The Apples In Stereo - New Magnetic Wonder



Gut dass man von digitalen Musikshops Alben nicht nur in Einzelstücken sondern auch als Paket zum Komplettpreis runterladen kann, sonst könnte jemand den Fehler begehen nur knapp die Hälfte des neuen Albums von The Apples In Stereo zu hören. Denn über die Verarbeitung eines einzelnen Motivs geht der Rest genau so selten hinaus wie über die Länge von 60 Sekunden und wäre somit nicht ernsthaft als Song zu bezeichnen, Füllmaterial sollte man meinen und somit auch unbedeutend.

Zunächst aber würde man damit den Aufwand verkennen der dahinter steckt, denn die Non Pythagorean Compositions basieren auf einer von Apples-Mastermind Robert Schneider mal eben erfundenen komplett neuen Tonskala (als Bonusmaterial enthält die CD u.a. ein Video auf dem Schneider begeistert geekig etwas von der Theorie dahinter erzählt), kurzgefasst ist das Merkmal dieser Tonalität dass die Abstände zwischen den Tonfrequenzen je weiter man die Tonleiter hochgeht logarithmisch kürzer werden. Aber nach mehreren Testläufen bin ich mir auch recht sicher dass New Magnetic Wonder ohne diese Einschiebsel, die Mellotrons, die Vokodersoli, die fremd klingenden kurzen nichtpythagoräischen Pianomelodien, nicht funktioniert.

Schneider hat ein tolles Gespür für unbeschwerte Popnummern mit leicht psychedelischem Anklang, seien es das überschwengliche Can You Feel It?, die etwas (aber nur etwas) reservierteren Play Tough und Radiation, die esoterischen Energy und Sun Is Out, das unwiderstehliche 7 Stars oder das wie für eine Autofahrt gemachte Same Old Drag. Hört man diese eingängigen Popsongs alle direkt hintereinander ergibt sich allerdings ein Problem, denn eingängig ist nicht gleichzusetzen mit simpel, hier werden oft so viele Spuren verwendet dass die Produktion kein Zuckerschlecken gewesen sein kann, und beim Hören fühlt man sich auch irgendwann überwältigt in gewisser Hinsicht, es bleibt nichts mehr hängen.
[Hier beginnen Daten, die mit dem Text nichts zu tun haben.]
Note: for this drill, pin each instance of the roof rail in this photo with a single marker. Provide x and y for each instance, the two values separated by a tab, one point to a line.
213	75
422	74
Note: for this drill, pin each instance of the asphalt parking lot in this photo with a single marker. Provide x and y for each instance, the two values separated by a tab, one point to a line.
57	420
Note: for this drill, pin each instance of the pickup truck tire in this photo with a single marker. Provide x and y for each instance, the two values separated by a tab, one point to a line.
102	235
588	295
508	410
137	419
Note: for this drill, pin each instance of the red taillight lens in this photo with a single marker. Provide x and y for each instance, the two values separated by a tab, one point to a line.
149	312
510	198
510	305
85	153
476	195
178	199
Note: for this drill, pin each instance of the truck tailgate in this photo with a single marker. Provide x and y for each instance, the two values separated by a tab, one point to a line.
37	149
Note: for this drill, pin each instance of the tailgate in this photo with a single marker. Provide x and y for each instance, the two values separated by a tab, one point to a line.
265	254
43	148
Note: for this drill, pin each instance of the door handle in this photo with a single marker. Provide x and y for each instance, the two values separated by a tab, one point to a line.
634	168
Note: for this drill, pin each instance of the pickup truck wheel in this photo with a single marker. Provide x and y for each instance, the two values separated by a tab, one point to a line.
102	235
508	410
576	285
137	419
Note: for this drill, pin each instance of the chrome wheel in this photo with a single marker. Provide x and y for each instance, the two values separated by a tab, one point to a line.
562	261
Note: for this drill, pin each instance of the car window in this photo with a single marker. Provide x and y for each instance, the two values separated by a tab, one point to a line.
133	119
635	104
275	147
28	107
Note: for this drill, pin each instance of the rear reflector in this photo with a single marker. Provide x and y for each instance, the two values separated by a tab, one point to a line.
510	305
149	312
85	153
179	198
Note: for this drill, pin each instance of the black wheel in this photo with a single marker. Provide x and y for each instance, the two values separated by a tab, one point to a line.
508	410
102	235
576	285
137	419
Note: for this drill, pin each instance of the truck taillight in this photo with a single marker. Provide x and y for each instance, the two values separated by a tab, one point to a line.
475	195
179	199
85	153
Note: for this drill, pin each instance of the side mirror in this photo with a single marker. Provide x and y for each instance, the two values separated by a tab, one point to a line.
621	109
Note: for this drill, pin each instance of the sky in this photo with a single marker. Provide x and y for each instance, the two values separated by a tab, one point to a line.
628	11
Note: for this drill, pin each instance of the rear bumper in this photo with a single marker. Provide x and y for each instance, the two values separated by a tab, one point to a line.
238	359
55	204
Abhilfe schaffen dem drei Dinge: Erstens die wohl letzten Songs von Hilarie Sidney für die Apples, Sunday Sounds und Sunndal Song, die zu den besten auf der Platte gehören und die weil sie etwas reifer wirken Schneiders Kompositionen sowohl ergänzen als auch kontrastieren.
Zweitens das schier gewaltige Beautiful Machine, der späte Höhepunkt des Albums in vier Teilen. In einem Wechselbad der Geisteszustände stolpert Schneider von Horror ("Paranoid in your sleep / and you have no voice") in Erleuchtungsvisionen ("Oh don't you know it's right / to be self-aware and filled with light / Oh don't you know it's wrong / we will be forgotten when we're gone"), und ihm folgt dabei eine Armada von Instrumenten die eine kosmische Sinfonie aufführt.

Und drittens eben die erwähnten kleinen Stücke, die Fragmente die den Ton und die Geschwindigkeit des Albums für ein paar Sekunden in andere Richtungen lenken, die dem Hörer Gelegenheit geben das letzte Stück sinken zu lassen oder das nächste vorbereiten. Oder einen auf den Boden der Tatsachen zurückholen, wenn Schneider nach der letzten großen Nummer Beautful Machine bedauert dass sein Treffen mit dem Hörer nun schon zu Ende ist: "Time has a way of just passing by / Can't you stay a little longer? / Can't you stay for dinner my friend?".